Me, personally? I didn’t care about the news.
What Thomas did today was exercise one of the single-most important characteristics of being an American—he stood up for what he believed in. Right or wrong, left or right, Thomas chose today, a day that should have been remembered as a celebration, to make a stand based on his perception of the government. Yet here we are, as Americans, faulting him for it because it might not be in line with the same ideals that we agree with.
It was poor timing on Thomas’ part; I’ll give you that. Being one of two Americans on the team, he should have been there. As the starting goaltender of the Stanley Cup Champions, he definitely should have been there with his team but that’s not the debate. His choices, rather, his actions as an American citizen shouldn’t be criticized or questioned.
Sure, there are hundreds of hockey players in the league who would jump to be in the position that Thomas was in today, presenting the President of United States with a personalized jersey of the team that he won the Cup on. It’s tragic in the sense that the 2010-11 Boston Bruins encompassed what it meant to be a team, though in one instance, the individual who was most responsible for their success put himself first. However, in America, freedom of speech and choice protects that individual. Years ago, had an NHLer stood up a visit to meet former President George W. Bush, the response would be quite different than it is now. It’s a tricky double-standard.
Maybe it’s the way we view athletes. Often, we see them as one-dimensional with perceptions and opinions based on what they do on the ice or field. Maybe we’re to blame for this common misconception. We don’t want to know the political affiliations of the athletes we admire for fear of how it could taint the perception that we’ve created in our heads but sometimes, it comes out. Certain athletes like Michael Jordan were cognizant of this, and they tend to say quiet.

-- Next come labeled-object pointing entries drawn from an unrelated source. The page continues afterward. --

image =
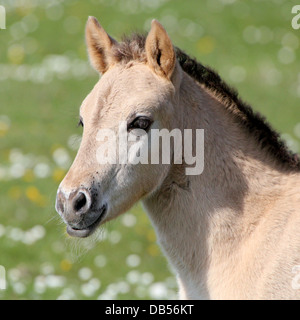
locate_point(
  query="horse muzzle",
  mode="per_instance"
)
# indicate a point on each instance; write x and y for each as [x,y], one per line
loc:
[80,210]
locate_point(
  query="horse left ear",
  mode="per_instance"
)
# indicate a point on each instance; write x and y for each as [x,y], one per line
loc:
[99,45]
[159,50]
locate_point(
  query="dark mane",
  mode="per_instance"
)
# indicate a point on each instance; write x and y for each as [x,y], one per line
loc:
[133,48]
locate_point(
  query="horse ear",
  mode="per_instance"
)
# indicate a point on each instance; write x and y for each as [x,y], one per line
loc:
[99,45]
[159,50]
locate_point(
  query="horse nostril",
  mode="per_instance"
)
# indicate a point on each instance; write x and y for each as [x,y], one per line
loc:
[80,201]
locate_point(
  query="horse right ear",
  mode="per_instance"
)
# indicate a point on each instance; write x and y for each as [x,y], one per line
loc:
[99,45]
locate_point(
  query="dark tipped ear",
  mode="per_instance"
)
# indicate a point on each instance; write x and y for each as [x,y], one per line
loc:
[160,52]
[99,45]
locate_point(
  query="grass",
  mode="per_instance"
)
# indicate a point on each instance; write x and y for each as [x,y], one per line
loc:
[44,76]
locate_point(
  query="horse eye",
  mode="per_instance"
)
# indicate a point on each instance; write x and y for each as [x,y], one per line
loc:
[140,123]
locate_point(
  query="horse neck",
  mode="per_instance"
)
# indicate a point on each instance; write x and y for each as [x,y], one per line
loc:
[197,216]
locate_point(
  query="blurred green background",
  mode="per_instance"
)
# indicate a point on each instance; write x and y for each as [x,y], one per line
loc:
[45,75]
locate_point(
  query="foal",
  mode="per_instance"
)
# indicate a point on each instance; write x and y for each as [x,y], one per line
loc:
[230,232]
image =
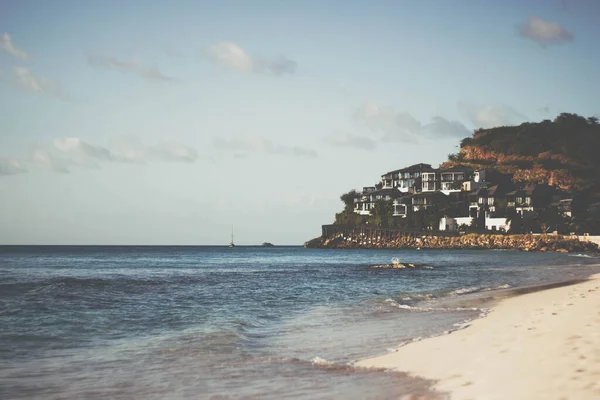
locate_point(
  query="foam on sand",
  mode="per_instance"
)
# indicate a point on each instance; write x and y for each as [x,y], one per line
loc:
[540,345]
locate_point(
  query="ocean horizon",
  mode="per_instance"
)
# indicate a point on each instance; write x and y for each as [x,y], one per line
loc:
[211,322]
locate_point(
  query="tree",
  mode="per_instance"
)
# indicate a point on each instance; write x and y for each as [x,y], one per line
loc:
[382,213]
[516,222]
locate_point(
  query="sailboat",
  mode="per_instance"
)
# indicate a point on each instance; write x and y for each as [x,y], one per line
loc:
[231,244]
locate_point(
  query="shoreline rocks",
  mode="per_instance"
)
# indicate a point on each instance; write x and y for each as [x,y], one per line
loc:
[528,242]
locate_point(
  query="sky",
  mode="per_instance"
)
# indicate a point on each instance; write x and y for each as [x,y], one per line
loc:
[165,123]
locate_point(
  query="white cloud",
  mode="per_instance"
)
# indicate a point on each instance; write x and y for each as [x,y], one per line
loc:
[25,79]
[8,46]
[490,116]
[11,166]
[66,153]
[544,32]
[244,145]
[230,55]
[403,127]
[352,141]
[135,67]
[47,159]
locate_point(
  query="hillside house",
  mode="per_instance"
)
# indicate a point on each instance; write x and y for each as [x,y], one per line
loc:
[528,198]
[409,179]
[430,181]
[452,179]
[425,200]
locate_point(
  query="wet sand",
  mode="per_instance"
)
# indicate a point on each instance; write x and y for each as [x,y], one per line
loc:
[540,345]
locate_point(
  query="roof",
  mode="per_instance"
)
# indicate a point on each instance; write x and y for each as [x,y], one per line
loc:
[457,168]
[490,191]
[412,168]
[429,194]
[385,191]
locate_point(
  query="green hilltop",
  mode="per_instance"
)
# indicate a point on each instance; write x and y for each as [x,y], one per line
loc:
[562,153]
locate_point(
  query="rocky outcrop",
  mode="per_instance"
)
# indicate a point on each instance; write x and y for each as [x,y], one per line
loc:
[554,243]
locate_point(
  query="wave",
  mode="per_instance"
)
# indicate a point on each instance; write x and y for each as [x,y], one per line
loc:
[582,255]
[417,297]
[409,307]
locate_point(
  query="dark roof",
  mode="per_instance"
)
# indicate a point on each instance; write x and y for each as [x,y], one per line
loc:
[385,191]
[416,168]
[490,191]
[429,194]
[457,168]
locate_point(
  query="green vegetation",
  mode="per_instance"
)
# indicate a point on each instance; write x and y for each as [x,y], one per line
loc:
[563,152]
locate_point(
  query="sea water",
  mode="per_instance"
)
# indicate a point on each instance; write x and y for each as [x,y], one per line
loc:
[237,323]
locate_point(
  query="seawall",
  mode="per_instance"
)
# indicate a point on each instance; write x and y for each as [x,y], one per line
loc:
[380,239]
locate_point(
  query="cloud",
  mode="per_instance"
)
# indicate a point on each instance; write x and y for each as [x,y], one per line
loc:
[134,67]
[66,153]
[8,46]
[45,158]
[11,166]
[244,145]
[440,127]
[352,141]
[232,56]
[25,79]
[490,116]
[544,32]
[403,127]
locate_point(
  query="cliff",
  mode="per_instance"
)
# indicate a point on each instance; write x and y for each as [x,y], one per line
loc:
[556,243]
[563,152]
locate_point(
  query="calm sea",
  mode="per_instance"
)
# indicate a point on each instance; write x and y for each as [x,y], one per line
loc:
[246,322]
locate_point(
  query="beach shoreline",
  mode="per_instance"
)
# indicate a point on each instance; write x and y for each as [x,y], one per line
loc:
[538,345]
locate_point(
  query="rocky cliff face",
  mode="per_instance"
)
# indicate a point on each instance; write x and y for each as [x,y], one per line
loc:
[562,152]
[465,242]
[551,169]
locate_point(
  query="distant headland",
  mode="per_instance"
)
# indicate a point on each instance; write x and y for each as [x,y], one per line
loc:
[535,186]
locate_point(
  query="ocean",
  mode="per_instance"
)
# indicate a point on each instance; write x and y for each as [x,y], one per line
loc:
[137,322]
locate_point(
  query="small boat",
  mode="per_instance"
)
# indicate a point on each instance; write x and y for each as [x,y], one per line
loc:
[231,244]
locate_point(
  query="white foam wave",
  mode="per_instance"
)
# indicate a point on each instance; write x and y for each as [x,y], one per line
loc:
[466,290]
[581,255]
[321,361]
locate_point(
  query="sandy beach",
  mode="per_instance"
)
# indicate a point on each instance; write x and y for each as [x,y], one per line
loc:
[541,345]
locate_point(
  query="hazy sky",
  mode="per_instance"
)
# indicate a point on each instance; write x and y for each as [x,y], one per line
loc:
[164,122]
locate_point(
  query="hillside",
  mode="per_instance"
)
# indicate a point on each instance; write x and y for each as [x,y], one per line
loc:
[563,152]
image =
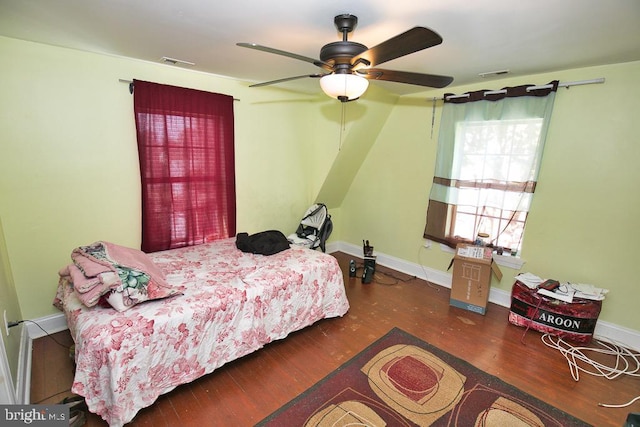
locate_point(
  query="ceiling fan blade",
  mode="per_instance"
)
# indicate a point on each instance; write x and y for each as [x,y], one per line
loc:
[410,41]
[316,62]
[286,80]
[430,80]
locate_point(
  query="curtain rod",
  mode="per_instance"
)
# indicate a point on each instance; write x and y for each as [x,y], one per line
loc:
[567,85]
[130,83]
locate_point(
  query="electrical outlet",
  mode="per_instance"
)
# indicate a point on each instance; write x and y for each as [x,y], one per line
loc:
[6,324]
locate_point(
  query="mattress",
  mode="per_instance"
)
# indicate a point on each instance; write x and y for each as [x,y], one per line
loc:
[233,304]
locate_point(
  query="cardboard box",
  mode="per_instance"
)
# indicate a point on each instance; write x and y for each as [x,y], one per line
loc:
[473,267]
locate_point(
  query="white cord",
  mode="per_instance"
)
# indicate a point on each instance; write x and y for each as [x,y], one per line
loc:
[627,362]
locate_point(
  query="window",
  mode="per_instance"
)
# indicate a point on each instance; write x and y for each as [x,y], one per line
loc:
[186,150]
[488,161]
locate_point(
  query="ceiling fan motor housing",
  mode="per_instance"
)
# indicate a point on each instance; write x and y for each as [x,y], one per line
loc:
[341,52]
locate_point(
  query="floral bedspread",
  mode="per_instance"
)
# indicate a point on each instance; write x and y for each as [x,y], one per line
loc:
[234,304]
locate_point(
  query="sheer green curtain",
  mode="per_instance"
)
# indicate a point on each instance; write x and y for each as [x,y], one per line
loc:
[489,152]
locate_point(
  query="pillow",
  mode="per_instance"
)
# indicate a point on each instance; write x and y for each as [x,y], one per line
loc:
[137,288]
[135,278]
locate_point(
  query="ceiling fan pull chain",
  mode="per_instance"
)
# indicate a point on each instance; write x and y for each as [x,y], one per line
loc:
[342,124]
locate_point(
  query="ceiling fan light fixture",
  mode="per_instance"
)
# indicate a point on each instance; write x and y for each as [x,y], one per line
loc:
[344,87]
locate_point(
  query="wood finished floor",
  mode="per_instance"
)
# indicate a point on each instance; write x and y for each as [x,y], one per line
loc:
[245,391]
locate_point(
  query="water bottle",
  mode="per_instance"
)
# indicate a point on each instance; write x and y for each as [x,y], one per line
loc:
[352,268]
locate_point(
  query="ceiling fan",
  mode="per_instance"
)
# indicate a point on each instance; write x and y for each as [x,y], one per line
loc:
[349,65]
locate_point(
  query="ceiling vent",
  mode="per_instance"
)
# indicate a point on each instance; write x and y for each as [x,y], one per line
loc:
[173,61]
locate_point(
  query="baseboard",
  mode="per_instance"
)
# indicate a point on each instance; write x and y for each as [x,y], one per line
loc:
[31,330]
[627,337]
[23,382]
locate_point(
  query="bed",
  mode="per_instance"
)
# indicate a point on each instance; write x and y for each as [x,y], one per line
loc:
[230,303]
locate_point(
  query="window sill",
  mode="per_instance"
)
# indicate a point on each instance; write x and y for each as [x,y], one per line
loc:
[502,260]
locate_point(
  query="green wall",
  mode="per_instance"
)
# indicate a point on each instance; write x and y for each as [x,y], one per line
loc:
[583,222]
[9,304]
[69,170]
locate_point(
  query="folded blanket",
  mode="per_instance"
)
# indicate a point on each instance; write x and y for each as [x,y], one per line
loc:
[120,276]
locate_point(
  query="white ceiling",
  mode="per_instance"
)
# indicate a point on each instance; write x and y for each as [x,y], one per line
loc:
[525,36]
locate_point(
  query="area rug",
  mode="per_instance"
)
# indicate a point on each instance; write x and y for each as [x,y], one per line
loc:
[400,380]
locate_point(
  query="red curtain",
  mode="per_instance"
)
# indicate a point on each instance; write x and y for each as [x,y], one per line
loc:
[186,152]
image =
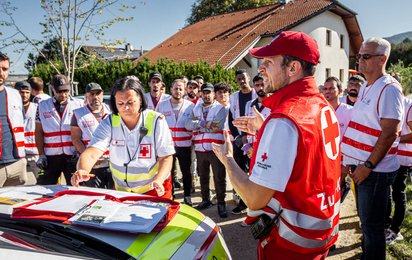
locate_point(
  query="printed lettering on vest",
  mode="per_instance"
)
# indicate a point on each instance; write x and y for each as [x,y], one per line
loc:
[88,123]
[330,132]
[328,201]
[145,151]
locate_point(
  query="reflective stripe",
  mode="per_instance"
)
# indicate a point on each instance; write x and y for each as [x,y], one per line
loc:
[364,129]
[288,234]
[174,235]
[364,147]
[52,134]
[55,145]
[192,246]
[138,190]
[133,173]
[301,220]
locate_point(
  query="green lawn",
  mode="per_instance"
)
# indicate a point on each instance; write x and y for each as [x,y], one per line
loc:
[403,249]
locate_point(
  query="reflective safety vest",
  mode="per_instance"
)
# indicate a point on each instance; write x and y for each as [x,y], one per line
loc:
[149,100]
[16,119]
[405,149]
[29,130]
[134,174]
[203,140]
[88,123]
[249,112]
[57,135]
[310,202]
[180,135]
[364,128]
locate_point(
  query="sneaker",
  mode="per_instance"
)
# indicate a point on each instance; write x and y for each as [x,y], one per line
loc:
[239,210]
[391,236]
[244,224]
[205,204]
[221,209]
[188,201]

Thomas is an interesting situation. He’s a feel-good story. All of his life, he was told that he wouldn’t make it to the NHL. Time and time again he was shifted out of the starting goaltending role in Boston in exchange for guys like Andrew Raycroft, Hannu Toivonen and Manny Fernandez. Now, he’s a two-time Vezina Trophy winner with a Stanley Cup championship behind him. He accomplished his goals when everyone said he wouldn’t. It’s the American dream, right?
Thomas won’t be able to get this day back. There are no do-overs, try agains or second chances. Whether it’s right or not, this one moment, much like some his highlight reel saves, that will always follow Thomas around.
Ironically enough, what Tim Thomas did today was American. Though it may not seem right, it’s not something that we can judge him for.